The Les Cheneaux Historical Museum is unique. It is comprised of two buildings, one a log cabin, donated by Nancy Avery Follansbee, depicting the early days of settlement in the area when lumbering was an important industry. Along with the lumbering, was the wonderful fishing, creating the early tourist industry for the many thriving hotels in the area. Of course the women also kept very busy with quilting, weaving, and other activities.
Attached to the old historical, log cabin is a very modern building. This building, designed by the late Aarre Lahti, a former professor of architectural design at the University of Michigan, depicts changes in the life of the community over the years.

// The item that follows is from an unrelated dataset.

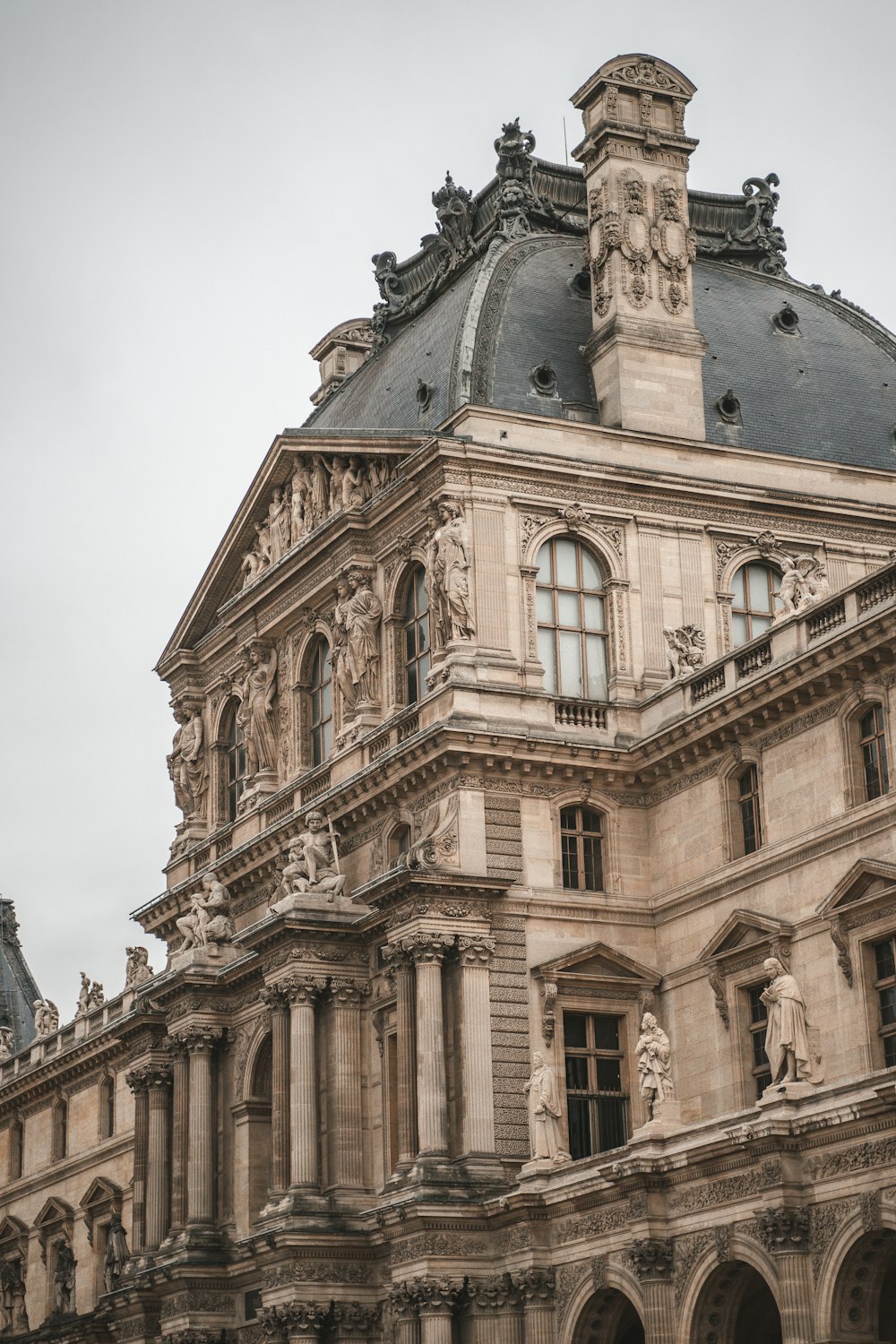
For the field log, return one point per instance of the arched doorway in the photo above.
(608, 1317)
(866, 1290)
(737, 1306)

The "marriage" of these two buildings shows the transition from the early lumbering days of the area, to today's interest in recreational boating, fishing, bird watching, and nature walks, along with many winter activities such as ice fishing, snowmobiling and other recreational activities.
- Helen Shoberg
Les Cheneaux Islands
"Located at the northern tip of Lake Huron, on the south shore of Michigan's eastern Upper Peninsula, the Les Cheneaux area was once a strategic international northern outpost and center of early exploration. But it was not until the early eighteen eighties that permanent homesteaders came in earnest to Les Cheneaux: Anthony Hamel came over from Mackinac Island, William A. Patrick arrived from Ontario, the Westons migrated north from Chicago, and the likes of Henry Clay Wisner and the McBain-Coryell clan appeared as the area's first seasonal visitors. From this decade can be traced the story of the evolution of the Les Cheneaux area from unwanted real estate into highly desirable timberland and, almost simultaneously, homestead settlement and summer resort community. Our story is an individually distinct as any in American history and as important as the opening and development of the Great Lakes and the integration of two great peninsulas into the State of Michigan."